A bell, the signal that the jury was returning, interrupted
This reference is probably the cultural high point for Lester Dent's creation and it shows that even a pulp magazine icon may have important ramifications above and beyond the world of mere entertainment.
Tom Tryon was a handsome leading man in the 1950s and 1960s who was born in 1926 and died in 1991. He appeared in such films as The Millionaire, I Married a Monster from Outer Space, Moon Pilot, The Longest Day, Dr. Kildare , and The Cardinal. He also had a number of TV roles including that of Texas John Slaughter for The Wonderful World of Disney.
Today he is best remembered for his novels, most notably The Other (1971) and Harvest Home (1973). It is in the novel The Other that he has a Doc Savage reference in Chapter 1:
Frowning slightly, Niles carefully removed from a pocket a chameleon on a fine silver chain. He dropped it inside his shirt with the tobacco tin, then scrambled across to an upended crate partially hidden by the baskets. A divider in it held a pile of dog-eared magazines. He dug one out, then returned to the pool of light, holding it up to the flame. On the cover a man was struggling against a pack of vicious wolves, their fangs dripping gore onto the snow as they attacked a dogteam hopelessly entangled in the harness of a sled.
"'Doc Savage and the Winter Kingdom of the Akaluks,'" Niles read aloud. He peered expectantly beyond the candlelight into the dark. "Holland?"
"I've got this idea, see? For snow."
"Snow." Holland sniggered; was always sniggering.
"Sure. Like Doc Savage and the Winter Kingdom. Remember the frozen tundra? Well, with snow we could have our own Winter Kingdom down here."
"How?" He sounded mildly curious.
"Easy. With cattails."
"Cattails? You mean bulrushes? " Guffaws.
"Sure — bulrushes. It's a good idea, no kidding. If we went down to the river and got cattails, we could shred 'em up and have snow all summer. A Winter Kingdom — huh?" He watched Holland's face while he gave it thought; somehow he was always the one to make the decisions. Certainly Niles was pleased to be with him, pleased with his company, pleased they were not only brothers but friends as well. Only, truthfully, they weren't — not really. Not that Niles didn't desire it — they just weren't close. Niles found Holland strange, unpliant, distant. Often secretive, brooding. Of a dark nature.

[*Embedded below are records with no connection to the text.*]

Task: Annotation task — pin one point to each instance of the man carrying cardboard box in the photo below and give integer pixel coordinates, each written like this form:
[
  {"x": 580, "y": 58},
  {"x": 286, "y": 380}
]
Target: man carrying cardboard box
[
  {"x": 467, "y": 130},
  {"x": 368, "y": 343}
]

Holland was his own person, a loner, and who was there could do anything
Watching, Niles saw Holland's solemn wink. The Winter Kingdom was pronounced as having possibilities. He felt elated; clever, Holland had called him. In the flickering candlelight he considered how little their contemplation of each other across the dimly lighted space did to bring them closer together, though he passionately wished it. Holland was wearing his favorite pink shirt and khaki shorts rolled at the thighs. His eyes shone remote and glassy like a cat's in the night. Gray like all the Perrys', sober and deep-set under a shock of sun-whitened hair, they were oddly tilted at the corners beneath dark slanting brows, giving occasional random expressions a curiously Oriental cast; sometimes it seemed he must have come riding with Genghis Khan across the steppes from Tartary.
Niles returned the magazine to the crate and resumed his place.
When this novel was filmed in 1972, it included a scene with a shot of a paperback with the title "Doc Savage and the Winter Kingdom of the Akaluks" and a cover that was as described above. This was, of course, not a real Doc Savage novel but it was an homage in one of the premier psychological thrillers of that period.